Fundamentals of the Capability Maturity Model

Published in TDAN.com July 2004

The information systems community has developed a long-standing reputation for poor quality in their product development and delivery. As evidenced by the need for multiple “patches”,
incremental “releases” and supplemental “upgrades” to both packaged software and custom-designed applications, many organizations need to improve the quality of the software
they produce.

There have been several programs that attempt to address the identification of quality and its improvement for manufacturing processes (ISO 9000, Continuous Quality Improvement, Total Quality
Management, among others). These programs were designed primarily for measuring quality in generic manufacturing processes, and may not be very useful in the realm of software engineering, with its
amorphous development phases and its need to rely on input from user communities and the reliance on increasingly advanced information technology.

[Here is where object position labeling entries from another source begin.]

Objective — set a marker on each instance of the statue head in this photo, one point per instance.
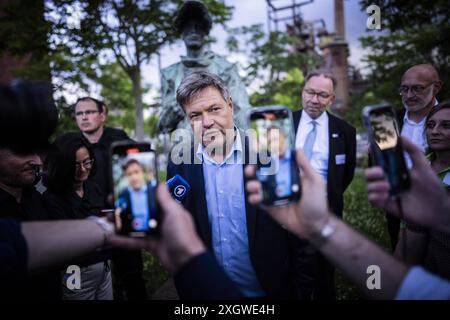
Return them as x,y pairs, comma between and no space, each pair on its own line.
193,23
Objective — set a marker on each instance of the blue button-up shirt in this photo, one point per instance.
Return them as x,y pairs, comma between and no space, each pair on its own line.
225,199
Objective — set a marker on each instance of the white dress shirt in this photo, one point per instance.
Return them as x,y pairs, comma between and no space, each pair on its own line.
320,154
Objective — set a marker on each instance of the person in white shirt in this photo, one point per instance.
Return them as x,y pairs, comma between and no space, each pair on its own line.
330,144
419,86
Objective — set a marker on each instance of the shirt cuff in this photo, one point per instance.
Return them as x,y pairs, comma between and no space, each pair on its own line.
419,284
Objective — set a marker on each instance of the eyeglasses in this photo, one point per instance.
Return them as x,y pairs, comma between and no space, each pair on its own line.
87,113
321,96
415,89
87,164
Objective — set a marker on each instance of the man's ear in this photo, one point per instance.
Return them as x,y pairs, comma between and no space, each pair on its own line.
333,99
104,115
437,86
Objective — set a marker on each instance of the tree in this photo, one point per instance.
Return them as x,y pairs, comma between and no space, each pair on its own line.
412,32
273,63
128,32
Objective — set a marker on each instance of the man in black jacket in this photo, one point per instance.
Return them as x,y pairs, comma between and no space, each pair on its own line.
91,117
418,89
330,145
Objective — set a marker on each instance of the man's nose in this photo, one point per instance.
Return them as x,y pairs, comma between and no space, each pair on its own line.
409,94
207,121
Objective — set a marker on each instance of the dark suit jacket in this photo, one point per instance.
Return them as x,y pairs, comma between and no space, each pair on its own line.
284,265
342,140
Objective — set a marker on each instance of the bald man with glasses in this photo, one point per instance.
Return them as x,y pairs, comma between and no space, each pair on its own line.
418,89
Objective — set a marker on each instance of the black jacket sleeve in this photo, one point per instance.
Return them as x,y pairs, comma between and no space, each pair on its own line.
13,255
203,279
351,157
304,271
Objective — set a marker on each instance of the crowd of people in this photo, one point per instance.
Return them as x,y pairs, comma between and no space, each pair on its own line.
220,242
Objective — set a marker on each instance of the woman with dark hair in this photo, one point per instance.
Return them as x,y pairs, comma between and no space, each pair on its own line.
70,195
432,248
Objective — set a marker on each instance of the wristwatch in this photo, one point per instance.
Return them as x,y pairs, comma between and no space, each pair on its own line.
323,235
106,226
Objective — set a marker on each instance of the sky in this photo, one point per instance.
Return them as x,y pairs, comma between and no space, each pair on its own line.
249,12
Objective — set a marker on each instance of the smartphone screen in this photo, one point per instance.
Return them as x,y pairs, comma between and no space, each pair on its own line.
273,141
134,176
386,148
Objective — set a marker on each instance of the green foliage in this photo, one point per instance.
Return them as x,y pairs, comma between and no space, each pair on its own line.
272,63
154,273
356,104
369,221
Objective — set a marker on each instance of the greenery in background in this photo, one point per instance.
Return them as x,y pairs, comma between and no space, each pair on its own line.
273,65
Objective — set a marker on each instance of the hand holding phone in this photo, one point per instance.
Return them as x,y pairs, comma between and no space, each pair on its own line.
135,179
385,145
273,142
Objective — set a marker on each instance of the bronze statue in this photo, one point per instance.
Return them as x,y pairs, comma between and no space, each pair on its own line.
193,23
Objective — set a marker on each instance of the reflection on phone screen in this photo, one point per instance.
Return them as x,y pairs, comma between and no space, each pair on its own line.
384,129
135,181
274,145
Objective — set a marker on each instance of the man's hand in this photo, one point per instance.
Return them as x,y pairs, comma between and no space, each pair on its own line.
426,203
305,218
179,241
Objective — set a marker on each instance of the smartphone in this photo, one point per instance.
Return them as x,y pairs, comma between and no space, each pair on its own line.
385,145
134,179
178,187
272,139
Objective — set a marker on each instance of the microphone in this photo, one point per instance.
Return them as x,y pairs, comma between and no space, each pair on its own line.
178,187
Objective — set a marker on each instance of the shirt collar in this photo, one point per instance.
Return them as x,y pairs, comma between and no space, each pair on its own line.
236,147
321,120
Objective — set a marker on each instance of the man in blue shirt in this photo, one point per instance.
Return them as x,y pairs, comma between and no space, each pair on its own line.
259,256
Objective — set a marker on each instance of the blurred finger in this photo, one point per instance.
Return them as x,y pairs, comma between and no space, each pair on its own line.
379,186
253,186
250,171
374,173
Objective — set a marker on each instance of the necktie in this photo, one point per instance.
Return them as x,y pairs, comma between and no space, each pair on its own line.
310,139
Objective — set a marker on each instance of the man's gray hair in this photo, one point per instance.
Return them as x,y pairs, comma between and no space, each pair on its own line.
324,73
191,86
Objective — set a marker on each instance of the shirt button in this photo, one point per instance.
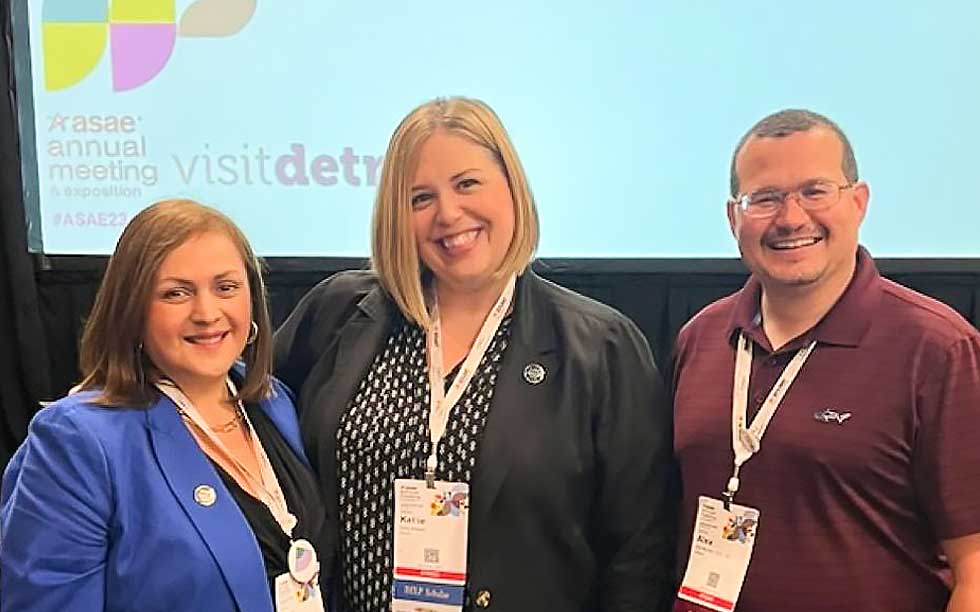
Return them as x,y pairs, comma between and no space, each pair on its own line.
482,599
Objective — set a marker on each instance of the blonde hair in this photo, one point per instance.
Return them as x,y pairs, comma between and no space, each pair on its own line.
394,252
111,356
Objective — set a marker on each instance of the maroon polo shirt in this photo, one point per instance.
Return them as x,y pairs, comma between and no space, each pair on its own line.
853,508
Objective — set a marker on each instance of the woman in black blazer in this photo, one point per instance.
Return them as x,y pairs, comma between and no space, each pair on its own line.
556,415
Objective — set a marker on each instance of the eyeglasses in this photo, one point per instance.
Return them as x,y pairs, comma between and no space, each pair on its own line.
812,196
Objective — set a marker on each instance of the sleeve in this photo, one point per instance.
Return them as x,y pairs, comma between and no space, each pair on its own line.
54,519
293,354
946,462
637,500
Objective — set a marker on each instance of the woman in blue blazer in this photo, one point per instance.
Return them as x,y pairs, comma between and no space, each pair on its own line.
173,479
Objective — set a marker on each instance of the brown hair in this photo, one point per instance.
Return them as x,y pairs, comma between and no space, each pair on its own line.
111,355
790,121
394,254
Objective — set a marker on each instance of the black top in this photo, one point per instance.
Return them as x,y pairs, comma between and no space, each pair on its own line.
570,506
298,487
384,435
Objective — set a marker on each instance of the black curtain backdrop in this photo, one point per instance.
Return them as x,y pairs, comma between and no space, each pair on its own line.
43,301
24,363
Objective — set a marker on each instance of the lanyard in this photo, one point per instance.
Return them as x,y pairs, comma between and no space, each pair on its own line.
266,484
441,402
746,441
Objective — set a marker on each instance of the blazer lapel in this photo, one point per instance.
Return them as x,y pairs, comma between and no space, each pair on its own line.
282,413
222,526
532,347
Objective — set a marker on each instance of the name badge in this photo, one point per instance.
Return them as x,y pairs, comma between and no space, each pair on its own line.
720,553
430,545
295,596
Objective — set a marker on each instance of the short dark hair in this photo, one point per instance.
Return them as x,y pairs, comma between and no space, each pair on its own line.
789,121
111,355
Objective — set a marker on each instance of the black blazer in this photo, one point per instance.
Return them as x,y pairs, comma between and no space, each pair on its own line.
570,504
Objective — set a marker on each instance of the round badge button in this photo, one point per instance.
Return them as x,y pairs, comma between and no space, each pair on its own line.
534,373
301,561
205,495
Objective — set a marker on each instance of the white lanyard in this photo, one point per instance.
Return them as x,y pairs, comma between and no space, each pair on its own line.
441,402
746,441
266,484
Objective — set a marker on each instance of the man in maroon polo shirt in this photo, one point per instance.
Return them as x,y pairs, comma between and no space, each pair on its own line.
867,478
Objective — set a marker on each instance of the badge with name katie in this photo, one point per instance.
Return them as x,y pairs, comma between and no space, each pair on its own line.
430,545
720,553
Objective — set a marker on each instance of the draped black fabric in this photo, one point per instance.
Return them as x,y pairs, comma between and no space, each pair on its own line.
23,344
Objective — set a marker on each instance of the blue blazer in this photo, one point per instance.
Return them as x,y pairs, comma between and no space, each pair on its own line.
98,513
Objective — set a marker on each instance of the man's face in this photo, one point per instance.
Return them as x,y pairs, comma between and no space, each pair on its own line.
796,247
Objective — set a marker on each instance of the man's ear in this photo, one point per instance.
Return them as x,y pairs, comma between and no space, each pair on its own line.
734,218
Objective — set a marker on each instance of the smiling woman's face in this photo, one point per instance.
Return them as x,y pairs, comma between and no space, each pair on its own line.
199,315
462,212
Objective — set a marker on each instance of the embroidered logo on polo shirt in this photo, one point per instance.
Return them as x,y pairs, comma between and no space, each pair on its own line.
829,415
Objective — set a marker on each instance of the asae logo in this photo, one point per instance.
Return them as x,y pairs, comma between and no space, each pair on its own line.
140,33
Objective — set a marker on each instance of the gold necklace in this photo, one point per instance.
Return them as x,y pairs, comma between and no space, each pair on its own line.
230,426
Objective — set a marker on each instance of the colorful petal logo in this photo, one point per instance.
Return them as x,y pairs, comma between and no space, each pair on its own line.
140,33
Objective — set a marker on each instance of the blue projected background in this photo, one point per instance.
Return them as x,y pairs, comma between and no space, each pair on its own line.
624,112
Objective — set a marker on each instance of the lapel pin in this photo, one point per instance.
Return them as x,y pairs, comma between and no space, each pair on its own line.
205,495
534,373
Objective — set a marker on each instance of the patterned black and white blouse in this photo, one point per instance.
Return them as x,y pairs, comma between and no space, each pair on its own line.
384,435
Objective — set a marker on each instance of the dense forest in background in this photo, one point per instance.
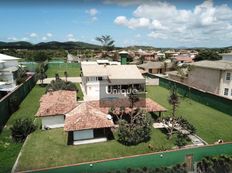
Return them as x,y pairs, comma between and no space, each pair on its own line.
54,49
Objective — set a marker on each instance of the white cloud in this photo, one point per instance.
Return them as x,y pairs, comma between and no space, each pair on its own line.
33,35
157,35
12,39
133,22
92,11
49,34
44,38
70,35
204,23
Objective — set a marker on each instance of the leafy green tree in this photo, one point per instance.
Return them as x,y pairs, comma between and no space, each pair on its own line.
174,101
21,129
40,72
207,55
181,139
40,56
106,41
66,76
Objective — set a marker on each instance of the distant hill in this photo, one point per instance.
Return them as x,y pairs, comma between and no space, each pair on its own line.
49,45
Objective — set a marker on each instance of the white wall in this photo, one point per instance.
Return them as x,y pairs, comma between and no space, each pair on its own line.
226,84
83,134
53,121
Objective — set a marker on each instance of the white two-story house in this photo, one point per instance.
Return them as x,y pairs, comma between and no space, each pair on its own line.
8,69
212,76
110,81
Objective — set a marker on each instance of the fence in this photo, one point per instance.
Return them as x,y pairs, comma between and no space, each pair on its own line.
152,160
217,102
18,94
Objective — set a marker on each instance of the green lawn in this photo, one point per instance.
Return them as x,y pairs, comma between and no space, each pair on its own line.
9,150
211,124
49,148
73,71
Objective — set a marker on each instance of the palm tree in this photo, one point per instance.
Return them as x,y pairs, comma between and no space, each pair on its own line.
174,101
66,76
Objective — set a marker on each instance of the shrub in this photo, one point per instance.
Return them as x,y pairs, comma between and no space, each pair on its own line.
21,129
181,139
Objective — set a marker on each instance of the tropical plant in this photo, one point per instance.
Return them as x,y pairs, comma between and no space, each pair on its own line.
21,129
66,76
174,101
181,139
40,73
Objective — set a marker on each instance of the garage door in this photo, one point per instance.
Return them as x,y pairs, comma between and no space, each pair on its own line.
83,134
53,121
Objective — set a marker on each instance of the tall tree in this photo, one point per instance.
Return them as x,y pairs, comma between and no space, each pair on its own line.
174,101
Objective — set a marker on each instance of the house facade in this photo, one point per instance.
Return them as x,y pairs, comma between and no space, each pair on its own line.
210,76
8,71
110,81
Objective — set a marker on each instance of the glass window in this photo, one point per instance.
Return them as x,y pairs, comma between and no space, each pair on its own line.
227,76
226,90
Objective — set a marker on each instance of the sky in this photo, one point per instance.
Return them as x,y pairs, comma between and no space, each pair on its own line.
170,23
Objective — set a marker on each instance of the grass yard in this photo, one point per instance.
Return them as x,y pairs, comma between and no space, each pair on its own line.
211,124
49,148
73,71
9,150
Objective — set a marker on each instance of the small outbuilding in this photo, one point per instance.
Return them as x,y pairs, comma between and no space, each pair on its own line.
86,124
54,106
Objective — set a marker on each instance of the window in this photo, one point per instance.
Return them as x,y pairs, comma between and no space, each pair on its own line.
227,76
226,90
100,78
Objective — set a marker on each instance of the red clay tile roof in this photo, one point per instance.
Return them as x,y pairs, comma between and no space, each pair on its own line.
85,116
147,104
57,103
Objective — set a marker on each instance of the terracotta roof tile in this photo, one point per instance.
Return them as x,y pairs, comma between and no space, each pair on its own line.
85,116
57,103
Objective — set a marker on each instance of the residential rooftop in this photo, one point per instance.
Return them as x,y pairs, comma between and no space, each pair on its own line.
220,65
85,116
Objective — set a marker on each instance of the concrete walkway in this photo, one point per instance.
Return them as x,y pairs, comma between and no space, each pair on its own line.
71,79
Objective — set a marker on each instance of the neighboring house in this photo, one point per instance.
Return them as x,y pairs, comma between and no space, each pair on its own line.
100,81
8,71
54,106
210,76
226,56
182,59
86,124
155,67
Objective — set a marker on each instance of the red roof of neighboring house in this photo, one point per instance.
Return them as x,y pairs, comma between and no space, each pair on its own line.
57,103
184,59
85,116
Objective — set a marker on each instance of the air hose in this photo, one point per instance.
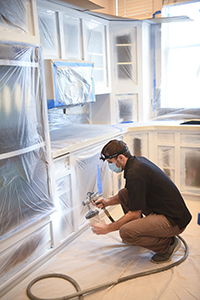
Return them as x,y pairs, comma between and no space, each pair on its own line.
79,293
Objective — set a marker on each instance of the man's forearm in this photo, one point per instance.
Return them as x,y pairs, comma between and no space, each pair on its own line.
112,200
130,216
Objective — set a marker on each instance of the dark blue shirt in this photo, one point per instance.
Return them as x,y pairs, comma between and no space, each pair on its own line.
150,189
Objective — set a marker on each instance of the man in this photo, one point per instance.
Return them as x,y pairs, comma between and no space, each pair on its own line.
154,210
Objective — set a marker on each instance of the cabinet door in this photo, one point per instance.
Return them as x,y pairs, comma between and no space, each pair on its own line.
72,37
125,56
63,197
95,46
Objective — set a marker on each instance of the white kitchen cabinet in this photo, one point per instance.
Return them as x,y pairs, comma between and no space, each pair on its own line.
174,148
96,49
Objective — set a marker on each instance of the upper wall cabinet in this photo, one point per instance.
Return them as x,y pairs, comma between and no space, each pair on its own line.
124,48
96,50
72,43
71,35
18,21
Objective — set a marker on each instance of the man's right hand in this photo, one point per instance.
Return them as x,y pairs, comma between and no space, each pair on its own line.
100,203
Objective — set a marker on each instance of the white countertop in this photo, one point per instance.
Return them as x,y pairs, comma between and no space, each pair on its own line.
73,137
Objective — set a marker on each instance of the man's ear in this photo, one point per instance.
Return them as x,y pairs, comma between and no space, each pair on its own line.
120,157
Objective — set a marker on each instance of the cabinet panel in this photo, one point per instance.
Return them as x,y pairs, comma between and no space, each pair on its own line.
72,37
125,56
166,160
190,169
63,197
127,108
95,49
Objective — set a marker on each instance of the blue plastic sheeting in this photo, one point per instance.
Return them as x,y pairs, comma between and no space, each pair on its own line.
73,83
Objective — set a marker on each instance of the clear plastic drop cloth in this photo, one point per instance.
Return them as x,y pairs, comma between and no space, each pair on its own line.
73,82
24,164
92,260
14,14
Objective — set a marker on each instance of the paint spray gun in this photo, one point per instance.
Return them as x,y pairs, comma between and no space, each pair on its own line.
93,215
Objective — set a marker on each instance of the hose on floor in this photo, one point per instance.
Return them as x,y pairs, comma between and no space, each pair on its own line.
79,293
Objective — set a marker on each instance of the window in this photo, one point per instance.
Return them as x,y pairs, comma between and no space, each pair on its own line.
180,58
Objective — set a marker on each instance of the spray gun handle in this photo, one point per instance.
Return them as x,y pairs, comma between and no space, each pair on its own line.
106,212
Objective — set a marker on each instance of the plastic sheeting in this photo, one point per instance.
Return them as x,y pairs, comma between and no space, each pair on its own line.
24,252
24,165
14,14
85,165
62,139
93,260
73,82
47,21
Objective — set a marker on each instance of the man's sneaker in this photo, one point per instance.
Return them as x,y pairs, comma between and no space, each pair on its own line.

In 1984, the Software Engineering Institute (SEI) was founded at Carnegie Mellon University, as a federally funded, non-profit organization, responding to the need for a software-oriented process
improvement technique. “The purpose of the SEI was to establish protocols and methodologies in the field of software development that would assist the United States to maintain a competitive
edge in technological endeavors, especially in the improvement of the practice of software engineering.”[1]

One of the early results of the SEI’s efforts was the development of a “Capability Maturity Model” (CMM), based on the work of Watts Humphrey at IBM. This model strives to assist
organizations in improving the quality of their software development through implementation of processes that are “mature”, meaning that these processes have a high predictability of
results and low risk of encountering unknown variables or situations. The model takes an organization through five scales, from Level 1 (Initial) through Level 5 (Optimizing), and measures the
operation’s effectiveness at each level based on assessment of certain areas.

Many organizations raced to embrace the CMM, recognizing the high costs of poor quality software development and implementation. However, their enthusiasm in adopting the CMM was not accompanied by
an understanding of the foundations of quality improvement and the CMM’s role in assisting organizations to recognize and implement consistent quality improvement methods. Before implementing
the CMM, software development operations must fully understand the history of quality and process improvement methodologies, and the place the CMM holds in this environment.

Customer satisfaction has become the motto of many organizations attempting to survive and thrive in this competitive world. However, there is a growing perception of a dearth in software quality
in many organizations, as demonstrated by the number of professional and academic articles and research efforts on this topic (Arthur, 1993; Paulk et all, 1995; Ahern et al, 2001). This opinion has
persisted over many years and its impact has become more critical as software invades most aspects of our daily lives.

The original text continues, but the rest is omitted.